Although COVID-19 is predominantly a respiratory disease, the clinical outcomes of severe SARS-CoV-2 infections have been seen to affect multiple organ systems. Endothelial dysfunction, micro thrombosis, and hypercoagulation associated with myocarditis-like presentations of impaired cardiac function have been observed in 20% to 30% of hospitalized COVID-19 cases. Furthermore, vascular remodeling and microthrombi formation are associated with increased cardiac serum markers, severe disease, and mortality.

Despite the rising number of COVID-19 cases with clinical outcomes involving cardiac complications, the mechanisms of cardiac pathology and heart injury during severe SARS-CoV-2 infections remain unclear. Current hypotheses include myocardial and vascular wall damage due to cytokine storm, which is the increased release of proinflammatory cytokines such as interleukins (IL) 1 and 6, tumor necrosis factor-alpha (TNF-α), and interferon-gamma (IFN-γ), and the presence of SARS-CoV-2 viral particles in cardiomyocytes and cardiac macrophages.

Since the cardiac symptoms observed in COVID-19 are similar to other viral myocarditis forms, comparing cardiac autopsy tissue from these diseases might shed light on the cardiac pathology mechanisms of COVID-19.

Study: Inflammation and vascular remodeling in COVID-19 hearts. Image Credit: Kateryna Kon / ShutterstockStudy: Inflammation and vascular remodeling in COVID-19 hearts. Image Credit: Kateryna Kon / Shutterstock

About the study

In the present study, the team analyzed 24 cardiac autopsy tissue samples from SARS-CoV-2 mortality cases and compared them to the closest sex, age, and disease severity-matched archived heart tissue from 16 influenza H1N1 and eight non-H1N1 and non­- SARS-CoV-2 related myocarditis mortalities. Heart tissue samples from nine non-infectious and non-inflammatory disease-related heart surgeries were used as control.

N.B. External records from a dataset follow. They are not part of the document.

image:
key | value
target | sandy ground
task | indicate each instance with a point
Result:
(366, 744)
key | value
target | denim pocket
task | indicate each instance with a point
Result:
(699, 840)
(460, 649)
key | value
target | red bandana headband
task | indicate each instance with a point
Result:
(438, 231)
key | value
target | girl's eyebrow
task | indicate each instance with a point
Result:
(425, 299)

A significant number of cases in each of the groups had exhibited serum markers indicating cardiac involvement, such as troponin, creatine kinase myocardial band (CK-MB), N-terminal prohormone of brain natriuretic peptide (NT-proBNP), left or right ventricular ejection fraction (LVEF/RVEF), and abnormalities in the echocardiograph.

A wide range of techniques was employed to analyze molecular and morphological changes in the heart tissue samples, including histopathology, multiplex immunohistochemistry, synchrotron radiation tomographic microscopy, microvascular corrosion casting, and gene expression analysis. SARS-CoV-2 spike and nucleocapsid protein were used for the immunohistochemistry analysis. Additionally, ribonucleic acid (RNA) fluorescence in situ hybridization (FISH) and reverse transcription polymerase chain reaction (RT-PCR) was used to detect SARS-CoV-2 RNA from formalin-fixed paraffin-embedded samples.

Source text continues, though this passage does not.